Studying the impact of weather events and climate variability on human health requires appropriate specification of the meteorological "exposure". Weather and climate can each be summarized over various spatial and temporal scales. The appropriate scale of analysis, and the choice of any lag period between exposure and effect, will depend on the anticipated nature of the relationship. Much of the research requires long-term data sets with information about weather/climate and health outcome on the same spatial and temporal scales. For example, it has proven difficult to assess how climate variability and change has influenced the recent spread of malaria in African highlands because the appropriate health, weather and other relevant data (e.g. land use change) have not been collected in the same locations and on the same scales.

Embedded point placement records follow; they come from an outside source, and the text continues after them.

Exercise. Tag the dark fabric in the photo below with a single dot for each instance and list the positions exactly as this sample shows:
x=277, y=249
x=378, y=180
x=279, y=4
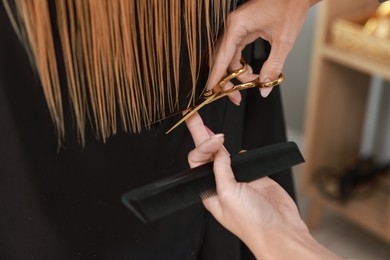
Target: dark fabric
x=66, y=204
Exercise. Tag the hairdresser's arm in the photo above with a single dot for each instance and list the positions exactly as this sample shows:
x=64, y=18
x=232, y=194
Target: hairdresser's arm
x=260, y=213
x=277, y=21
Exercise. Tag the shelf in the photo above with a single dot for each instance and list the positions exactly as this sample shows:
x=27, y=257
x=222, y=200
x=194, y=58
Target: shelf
x=369, y=213
x=357, y=61
x=339, y=87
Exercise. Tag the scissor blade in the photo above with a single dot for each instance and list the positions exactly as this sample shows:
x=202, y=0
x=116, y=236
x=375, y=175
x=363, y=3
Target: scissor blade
x=191, y=112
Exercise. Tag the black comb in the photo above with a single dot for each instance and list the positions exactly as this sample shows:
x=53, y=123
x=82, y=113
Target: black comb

In all such research, there is a need to accommodate the several types of uncertainty that are inherent in these studies. Predictions about how complex systems such as regional climate systems and climate-dependent ecosystems will respond when pushed beyond critical limits are necessarily uncertain. Likewise, there are uncertainties about the future characteristics, behaviours and coping capacity of human populations.
 

References

  • Albritton DL, Meiro-Filho LG. Technical Summary. In: Climate Change 2001: The Scientific Basis. Contribution of Working Group I to the Third Assessment Report of the Intergovernmental Panel on Climate Change [Houghton, J.T., Y. Ding, D.J. Griggs, M. Noguer, P.J. van der Linden, X. Dai, K. Maskell, and C.A. Johnson (eds.)]. Cambridge University Press, Cambridge, United Kingdom, and New York, NY.
  • US Environmental Protection Agency. Greehouse effects schematic (2001).
  • Watson RT and the Core Writing Team. Climate Change 2001: Synthesis Report. Summary for Policymakers. A Report of the Intergovernmental Panel on Climate Change. IPCC Secretariat, c/o World Meteorological Organization, Geneva, Switzerland (2001).